その1 スコットランド出身のALT − Can you〜?がTarget
 子ども達が日本の「お手玉」の遊びを紹介しようと計画し,“Can you play otedama?” と聞いて,扱うお手玉を3つ,4つと増やしていきました。ところが,ALTが5つ,6つを難なく使えることが分かり,子どもたちはびっくり仰天。スコットランドでも「お手玉遊び」があることを知り,少し視野が広がりました。話が進んで,話題がお手玉の中に入れる物に及びました。日本では小豆を使うことが多いのですが,スコットランドでは羊の骨を小さくして使うことを知りました。スコットランドでは土地が痩せているので野菜などの栽培には適さないため,羊を飼うことが一般的であり,お手玉を作るにも羊を使っているようです。子ども達は,環境と生活がいかに密接に結びついているかを, 間接的に学んだのです。また,活動を通して学ぶ,という英語活動のねらいに沿った授業でした。

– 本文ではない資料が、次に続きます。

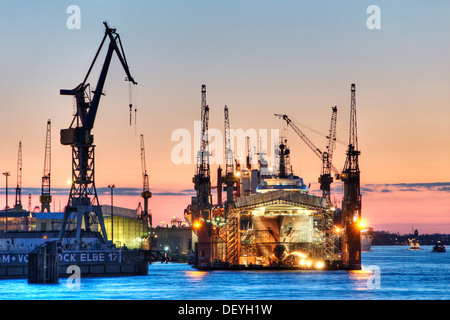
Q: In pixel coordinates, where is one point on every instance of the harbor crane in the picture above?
(202, 178)
(230, 178)
(325, 178)
(46, 197)
(83, 201)
(146, 194)
(18, 203)
(351, 204)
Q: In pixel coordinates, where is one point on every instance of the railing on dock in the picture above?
(43, 263)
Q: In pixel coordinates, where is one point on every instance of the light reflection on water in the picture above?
(403, 275)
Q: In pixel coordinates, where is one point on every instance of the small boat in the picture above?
(414, 242)
(439, 247)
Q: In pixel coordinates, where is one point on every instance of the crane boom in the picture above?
(308, 142)
(83, 204)
(87, 110)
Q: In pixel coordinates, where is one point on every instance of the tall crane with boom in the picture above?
(325, 178)
(83, 200)
(229, 179)
(351, 204)
(45, 197)
(18, 204)
(146, 194)
(202, 178)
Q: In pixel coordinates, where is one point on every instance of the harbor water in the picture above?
(389, 273)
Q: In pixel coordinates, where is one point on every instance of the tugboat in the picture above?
(439, 247)
(414, 242)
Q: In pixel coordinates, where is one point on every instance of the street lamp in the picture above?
(112, 186)
(6, 174)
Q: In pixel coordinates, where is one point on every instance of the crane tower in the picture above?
(18, 204)
(351, 204)
(146, 194)
(202, 179)
(45, 197)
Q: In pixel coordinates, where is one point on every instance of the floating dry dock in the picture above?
(94, 261)
(276, 230)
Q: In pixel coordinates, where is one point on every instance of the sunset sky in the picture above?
(257, 57)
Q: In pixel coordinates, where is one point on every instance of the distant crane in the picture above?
(46, 197)
(146, 194)
(83, 201)
(18, 204)
(325, 178)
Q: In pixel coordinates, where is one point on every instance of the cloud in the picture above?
(407, 187)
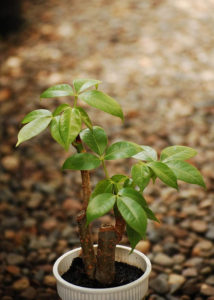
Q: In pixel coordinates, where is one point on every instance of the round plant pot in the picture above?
(135, 290)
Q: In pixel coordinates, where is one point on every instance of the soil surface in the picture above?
(124, 274)
(156, 58)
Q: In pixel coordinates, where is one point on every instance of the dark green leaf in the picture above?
(69, 125)
(177, 153)
(165, 174)
(99, 206)
(81, 161)
(85, 117)
(122, 149)
(148, 154)
(103, 186)
(82, 84)
(54, 127)
(141, 175)
(60, 109)
(58, 90)
(95, 139)
(186, 172)
(35, 114)
(103, 102)
(32, 129)
(133, 214)
(133, 236)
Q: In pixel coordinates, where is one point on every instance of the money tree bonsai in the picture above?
(70, 126)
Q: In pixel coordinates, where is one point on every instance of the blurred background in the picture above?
(157, 59)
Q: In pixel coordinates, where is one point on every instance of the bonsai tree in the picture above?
(123, 194)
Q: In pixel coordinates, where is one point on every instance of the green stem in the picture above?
(105, 169)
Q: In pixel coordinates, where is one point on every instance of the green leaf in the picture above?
(165, 174)
(95, 139)
(32, 129)
(103, 186)
(35, 114)
(99, 206)
(177, 153)
(54, 128)
(133, 236)
(141, 175)
(58, 90)
(122, 149)
(186, 172)
(136, 196)
(148, 154)
(81, 161)
(103, 102)
(69, 125)
(82, 84)
(85, 117)
(60, 109)
(133, 214)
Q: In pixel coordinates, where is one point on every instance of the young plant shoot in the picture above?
(70, 126)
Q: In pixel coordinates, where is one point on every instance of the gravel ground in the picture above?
(156, 57)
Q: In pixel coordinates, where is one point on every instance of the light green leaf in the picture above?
(103, 102)
(122, 149)
(35, 114)
(186, 172)
(32, 129)
(85, 117)
(141, 175)
(133, 236)
(60, 109)
(54, 128)
(58, 90)
(95, 139)
(81, 161)
(177, 153)
(103, 186)
(165, 174)
(133, 214)
(69, 125)
(99, 206)
(82, 84)
(148, 154)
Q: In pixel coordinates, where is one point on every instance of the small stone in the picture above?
(15, 259)
(207, 290)
(10, 162)
(199, 226)
(49, 280)
(190, 272)
(29, 293)
(210, 280)
(21, 284)
(50, 224)
(143, 246)
(175, 281)
(163, 260)
(160, 284)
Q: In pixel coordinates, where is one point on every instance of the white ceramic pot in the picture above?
(135, 290)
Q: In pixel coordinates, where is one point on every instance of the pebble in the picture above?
(199, 226)
(10, 162)
(15, 259)
(21, 284)
(163, 260)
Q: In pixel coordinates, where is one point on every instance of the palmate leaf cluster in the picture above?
(120, 192)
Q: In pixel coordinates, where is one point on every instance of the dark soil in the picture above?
(124, 274)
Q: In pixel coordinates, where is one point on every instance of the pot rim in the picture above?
(102, 290)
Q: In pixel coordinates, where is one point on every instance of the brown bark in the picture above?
(105, 271)
(88, 255)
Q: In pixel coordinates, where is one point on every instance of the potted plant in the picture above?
(120, 194)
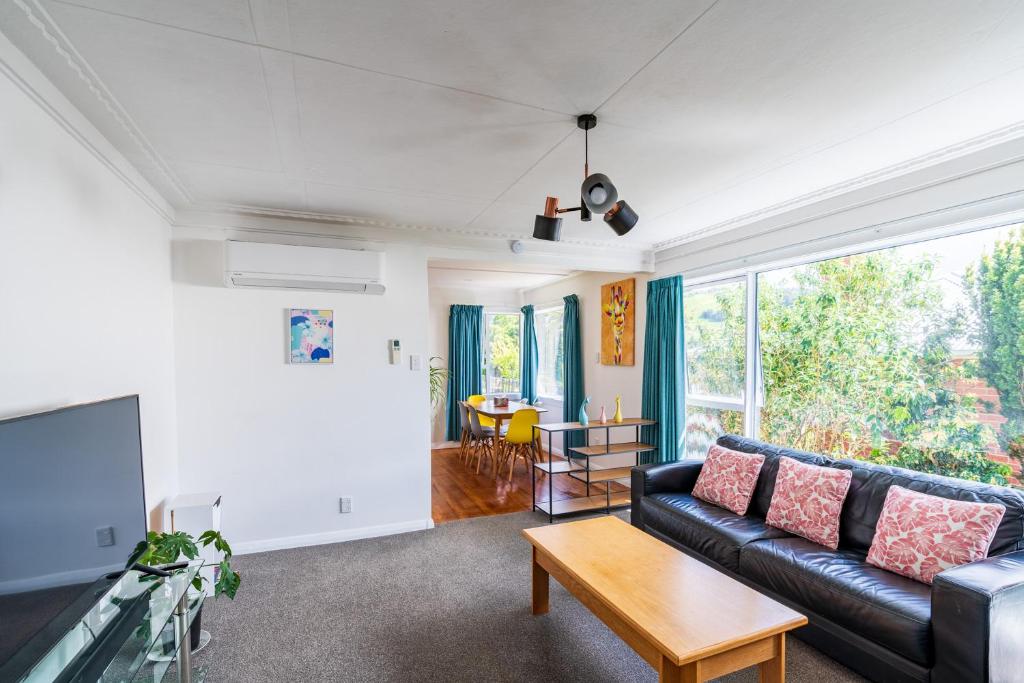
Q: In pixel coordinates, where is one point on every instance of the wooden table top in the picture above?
(593, 424)
(488, 409)
(684, 607)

その2 オーストラリア出身のALT − How do you go, bus or train?がTarget
 雪のある日本にはサンタがそりに乗ってくるけれど,雪のないオーストラリアにはどのようにして来るのだろうか。子ども達に一瞬考えさせた後,隠し持っていたサーフボードに乗ってやっているサンタの絵を見せたところ,子ども達には大受けでした。また,オーストラリアのサンタは,靴下の中ではなく,クリスマスツリーの下にプレゼントを置いていくことを知って,二度びっくり。子ども達の世界が一気に広がりました。

その3 シンガポール出身のALT / アメリカ出身のALT − What do you eat? がTarget
 食べ物が話題になり,シンガポール出身のあるALTは,イギリスの影響が強いシンガポールではfish-and-chipsを食べることを紹介しました。子ども達はchips がfried potato と同じ物であること,同じものがアメリカではFrench fries と呼ばれていることを初めて知りました。 同じ食べ物が,3つの国で異なった単語で呼ばれていることに驚いたようす。
また,ピザを話題にしたクラスがありました。

 アメリカ出身のあるALTは日本人が好むピザと彼女がアメリカで常食していたピザを示し,日本人はマヨネーズやコーンを具にしたピザを好むがアメリカ人はそのような具は使わないという話をしました。この時子ども達は,chips の場合とは逆に,pizzaという同じ英単語が国により異なった食を表していることを知りました。「名前」と「物」との関係を知った貴重な体験でした。

3. 教育委員会等の研修会で勧めたい学びについて

 専門家や指導主事などの講義から学ぶことも大切ですが,このような機会に ぜひ取り入れて欲しいのは,グループに分かれての情報交換です。主催者側が,参加者に事前準備をして出席するよう要請しておくことが必要です。例えば, 次のような進め方はいかがでしょうか。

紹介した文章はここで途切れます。